The activists are with Witness Against Torture and have come to the nation’s capital to fast in solidarity with the inmates of Guantanamo Bay and call for the prison to be closed. As they march through the vast transportation terminal, the group also stops periodically to tell the story of 30-year-old Fahad Ghazy, a man who has been imprisoned at Guantanamo since he was 17. Even though he was cleared for release in 2007, Ghazy remains in prison.

“He’s a Yemani, he has a wife and a daughter,” explains Martha Hennessey of Vermont. “The daughter was two-months-old when he left. And so Fahad is someone who is helping us to recognize his humanity and to reclaim our own humanity as we are complicit. We are a part of the problem of Guantanamo.”

After the demonstration, the group headed back to First Trinity Lutheran Church where 35 of them are sleeping in the basement. Organizers say dozens more are fasting around the country. Their last meal was Monday night.

The hunger strike, they say, isn’t just in solidarity with hunger strikers imprisoned in Guantanamo. They’re also calling for the public to hold their lawmakers accountable.

“Maybe we need more marches in Washington D.C., or people can write letters,” says Janice Sevre-Duszynska of Lexington, Kentucky. “People need to take responsibility to get their government to take responsibility.”

The questions of “Who is accountable?” and “Who is responsible?” have been floating around a lot since the December release of what is now known as the CIA’s torture report. The voluminous report released by the Senate Intelligence Committee details five-and-half years of the CIA’s overseas detention and interrogation program, including evidence of torture. Yet no one has been prosecuted and the talk of reform has tapered off.

Katherine Hawkins is the national security fellow at OpenTheGovernment.org. She says the first step to accountability is to find out why the evidence of torture in the CIA report failed to result in action. Civil rights groups, such as Human Rights Watch and the ACLU, have called for investigators to reopen the probe but the Department of Justice isn’t budging.

But Hawkins says “when you have, you know, dead prisoners, and clear acts of torture and no one held accountable, it’s impossible to trust and no real explanation of why, it’s impossible to trust the outcome.”

In the meantime, Hawkins says other mechanisms could be put in place to at least ensure accountability moving forward. These could include bolstering the criminal definition of “torture” as well as enacting President Obama’s 2009 executive order to end the program.
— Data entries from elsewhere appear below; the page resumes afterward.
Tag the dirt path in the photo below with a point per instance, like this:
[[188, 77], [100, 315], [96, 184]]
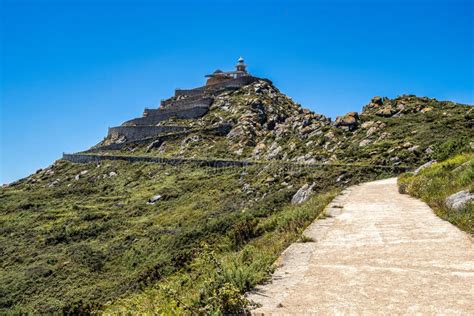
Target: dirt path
[[381, 253]]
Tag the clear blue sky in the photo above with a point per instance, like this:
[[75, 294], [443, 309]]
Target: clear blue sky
[[70, 69]]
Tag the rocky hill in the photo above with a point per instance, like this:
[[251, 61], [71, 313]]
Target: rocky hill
[[118, 234]]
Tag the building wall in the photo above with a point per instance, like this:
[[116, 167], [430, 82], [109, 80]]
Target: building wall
[[232, 83], [132, 133], [160, 115], [184, 104]]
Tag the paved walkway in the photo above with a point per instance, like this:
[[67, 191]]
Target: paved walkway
[[380, 252]]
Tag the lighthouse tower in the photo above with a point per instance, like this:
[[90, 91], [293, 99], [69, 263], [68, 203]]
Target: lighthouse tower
[[241, 67]]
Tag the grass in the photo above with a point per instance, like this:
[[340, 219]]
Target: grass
[[78, 246], [215, 281], [434, 184], [74, 239]]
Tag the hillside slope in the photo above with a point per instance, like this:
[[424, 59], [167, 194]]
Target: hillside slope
[[113, 234]]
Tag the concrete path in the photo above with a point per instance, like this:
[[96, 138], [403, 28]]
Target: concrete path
[[380, 252]]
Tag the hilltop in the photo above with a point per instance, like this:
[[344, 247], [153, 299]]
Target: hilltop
[[114, 230]]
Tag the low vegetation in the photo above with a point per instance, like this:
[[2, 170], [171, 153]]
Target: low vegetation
[[436, 183], [150, 238], [90, 231]]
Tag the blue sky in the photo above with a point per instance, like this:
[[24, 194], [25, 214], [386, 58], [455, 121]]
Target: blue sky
[[70, 69]]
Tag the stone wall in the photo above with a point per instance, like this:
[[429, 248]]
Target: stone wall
[[160, 115], [132, 133], [171, 101], [189, 92], [183, 104], [233, 83], [216, 163]]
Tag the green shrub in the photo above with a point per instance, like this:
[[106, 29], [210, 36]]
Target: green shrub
[[434, 184]]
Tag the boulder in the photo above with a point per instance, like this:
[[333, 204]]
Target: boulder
[[458, 201], [154, 199], [377, 100], [424, 166], [302, 194], [348, 121]]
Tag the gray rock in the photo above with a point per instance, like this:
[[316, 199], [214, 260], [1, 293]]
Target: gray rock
[[364, 142], [302, 194], [424, 166], [154, 199], [458, 201], [83, 172]]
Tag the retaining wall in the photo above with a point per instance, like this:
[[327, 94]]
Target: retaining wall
[[232, 83], [160, 115], [87, 158], [173, 101], [132, 133], [219, 130], [184, 104]]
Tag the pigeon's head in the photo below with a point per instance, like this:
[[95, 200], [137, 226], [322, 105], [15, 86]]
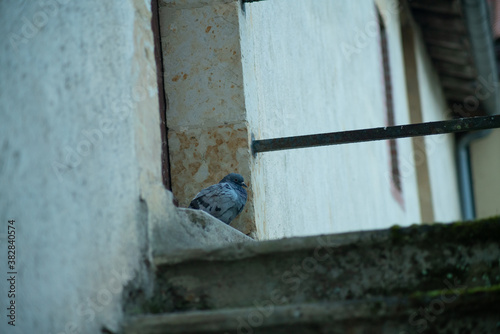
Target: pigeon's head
[[234, 178]]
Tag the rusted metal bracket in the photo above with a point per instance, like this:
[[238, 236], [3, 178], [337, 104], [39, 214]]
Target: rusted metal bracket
[[382, 133]]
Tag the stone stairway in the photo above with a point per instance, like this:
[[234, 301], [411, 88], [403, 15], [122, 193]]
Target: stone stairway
[[441, 278]]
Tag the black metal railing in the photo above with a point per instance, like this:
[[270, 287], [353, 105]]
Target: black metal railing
[[382, 133]]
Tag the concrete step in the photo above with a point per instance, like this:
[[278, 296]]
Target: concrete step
[[467, 312], [331, 268]]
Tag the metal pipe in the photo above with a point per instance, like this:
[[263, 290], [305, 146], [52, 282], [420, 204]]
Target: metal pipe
[[465, 173], [479, 27], [382, 133]]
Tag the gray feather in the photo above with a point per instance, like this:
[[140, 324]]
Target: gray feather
[[224, 200]]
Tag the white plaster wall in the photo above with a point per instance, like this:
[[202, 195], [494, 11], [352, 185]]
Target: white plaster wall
[[80, 142], [440, 148], [299, 81]]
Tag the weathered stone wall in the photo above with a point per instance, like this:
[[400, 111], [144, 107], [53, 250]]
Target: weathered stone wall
[[80, 165], [208, 133]]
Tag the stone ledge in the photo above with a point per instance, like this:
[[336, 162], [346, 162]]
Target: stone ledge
[[472, 311], [394, 262]]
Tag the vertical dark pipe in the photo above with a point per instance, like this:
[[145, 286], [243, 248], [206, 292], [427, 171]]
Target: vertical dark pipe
[[165, 163]]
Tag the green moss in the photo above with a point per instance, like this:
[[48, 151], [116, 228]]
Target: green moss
[[437, 293]]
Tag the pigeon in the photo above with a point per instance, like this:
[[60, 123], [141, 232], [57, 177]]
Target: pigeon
[[224, 200]]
Outgoing Senate Intelligence Committee Chairwoman Dianne Feinstein is readying legislation that would do just that. Her plans, which were outlined Monday in a letter to the President, would limit interrogation techniques used by CIA officials and ban long-term detention of detainees.

Hawkins suspects Feinstein has concluded and accepted that no one will be prosecuted “and thinks, ‘Well, we should at least strengthen the law so that, say there’s another terror attack 10 years from now under a different president, we can’t go back there.’” Hawkins also says limiting what the CIA can classify and ensuring ongoing public disclosure of what’s happening to detainees as well as better media coverage may also foster change.

Back at the First Trinity Lutheran Church, Witness Against Torture organizer Matt Daloisio says the combination of a Republican-led Congress and a Democratic President doesn’t spark much optimism for compromise in the coming year. But he says they’re hopeful President Obama will at least keep his campaign promise to close the prison.

“And it’s something he has maintained that he wanted to do but has not done, has failed,” noted Daloisio. “So we are optimistic or maybe if not optimistic, hopeful that President Obama will close the prison before his term is up.”

The fasting and demonstrations continue into the weekend. Several other social justice groups are expected to join a culminating rally Sunday in front of the White House, followed by a demonstration on Monday.